PRESS ENTER TO SEARCH
January 2024

Broccoli Turkey Sausage Quiche Muffins

serves 4

INGREDIENTS

For the sausage
1/4 lb ground turkey  
1 clove garlic, minced
1/4 teaspoon ground sage
1/4 teaspoon dried thyme leaves
1/4 teaspoon cruhsed red pepper flakes
1/2 teaspoon fine sea salt
1/2 teaspoon freshly ground black pepper
1 tablespoon olive oil

For the muffins
1 cup chopped cooked broccoli florets
1/2 cup dairy-free cheddar cheese shreds
5 large eggs
1/2 cup nut milk or gluten-free oat milk
1/2 teaspoon fine sea salt
1/2 teaspoon freshly ground black pepper

DIRECTIONS

Preheat the oven 350 degrees. In a large bowl, mix the turkey, garlic, sage, thyme, crushed red pepper, salt, and black pepper using clean hands. In a nonstick skillet, heat the olive oil over medium-high heat. Add the turkey mixture and cook until the meat is no longer pink, breaking up the sausage into small pieces. Remove from the heat and set aside. For the muffins, line eight cups of standard twelve-cup muffin tin with foil cupcake liners, and lightly coat each liner with nonstick cooking spray. Divide the cooked sausage, broccoli, and cheese shreds evenly among the prepared cups. In a large glass measuring cup, whisk together the eggs, milk, and salt and pepper.
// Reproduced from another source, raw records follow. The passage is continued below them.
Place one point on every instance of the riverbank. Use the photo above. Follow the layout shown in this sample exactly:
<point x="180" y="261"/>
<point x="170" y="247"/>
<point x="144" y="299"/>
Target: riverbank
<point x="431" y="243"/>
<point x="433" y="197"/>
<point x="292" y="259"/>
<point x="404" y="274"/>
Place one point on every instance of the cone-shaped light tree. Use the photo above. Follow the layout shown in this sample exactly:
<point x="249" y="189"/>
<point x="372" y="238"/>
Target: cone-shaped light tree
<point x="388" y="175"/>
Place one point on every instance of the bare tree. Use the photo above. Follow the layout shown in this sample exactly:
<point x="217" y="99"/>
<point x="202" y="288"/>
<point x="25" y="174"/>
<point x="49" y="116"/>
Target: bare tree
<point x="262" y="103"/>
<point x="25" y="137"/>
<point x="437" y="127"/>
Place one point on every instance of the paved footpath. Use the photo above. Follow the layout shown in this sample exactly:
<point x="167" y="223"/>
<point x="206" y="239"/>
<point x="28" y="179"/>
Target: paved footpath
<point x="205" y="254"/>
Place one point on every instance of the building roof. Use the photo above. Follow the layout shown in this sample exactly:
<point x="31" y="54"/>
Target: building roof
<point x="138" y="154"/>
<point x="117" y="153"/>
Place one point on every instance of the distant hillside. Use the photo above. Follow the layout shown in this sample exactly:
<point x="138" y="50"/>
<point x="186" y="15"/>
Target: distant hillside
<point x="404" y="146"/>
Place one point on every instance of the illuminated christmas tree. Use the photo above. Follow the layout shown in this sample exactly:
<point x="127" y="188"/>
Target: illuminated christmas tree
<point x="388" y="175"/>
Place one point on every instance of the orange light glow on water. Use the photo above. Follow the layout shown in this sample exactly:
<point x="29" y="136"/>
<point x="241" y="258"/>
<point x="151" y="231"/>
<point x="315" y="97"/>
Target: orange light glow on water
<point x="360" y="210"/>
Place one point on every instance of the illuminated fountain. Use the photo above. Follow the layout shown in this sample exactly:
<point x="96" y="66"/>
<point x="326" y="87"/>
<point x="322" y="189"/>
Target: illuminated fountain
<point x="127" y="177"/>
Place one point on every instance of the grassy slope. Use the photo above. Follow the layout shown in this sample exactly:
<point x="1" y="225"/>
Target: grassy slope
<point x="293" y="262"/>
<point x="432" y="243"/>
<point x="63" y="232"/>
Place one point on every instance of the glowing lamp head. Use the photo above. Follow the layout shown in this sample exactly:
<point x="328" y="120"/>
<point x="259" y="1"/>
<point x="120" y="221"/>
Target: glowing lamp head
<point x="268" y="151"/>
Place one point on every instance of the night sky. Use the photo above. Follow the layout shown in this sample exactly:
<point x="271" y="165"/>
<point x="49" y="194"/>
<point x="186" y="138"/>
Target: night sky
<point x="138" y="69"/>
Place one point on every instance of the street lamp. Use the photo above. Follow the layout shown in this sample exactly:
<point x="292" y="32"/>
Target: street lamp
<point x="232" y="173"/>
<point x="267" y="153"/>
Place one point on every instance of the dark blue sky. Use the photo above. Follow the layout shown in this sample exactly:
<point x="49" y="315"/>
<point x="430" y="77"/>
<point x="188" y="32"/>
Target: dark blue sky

Carefully pour some of the egg mixture into each cup. Bake the quiche muffins until puffed and set in the middle, about thirty minutes. Cool slightly before serving. Bake the quiche muffins until puffed and set in the middle, about thirty minutes. Cool slightly before serving. Tip: Muffins may be cooled and frozen for up to one month. To reheat, remove the foil liner and microwave and high power for one to two minutes or until heated through.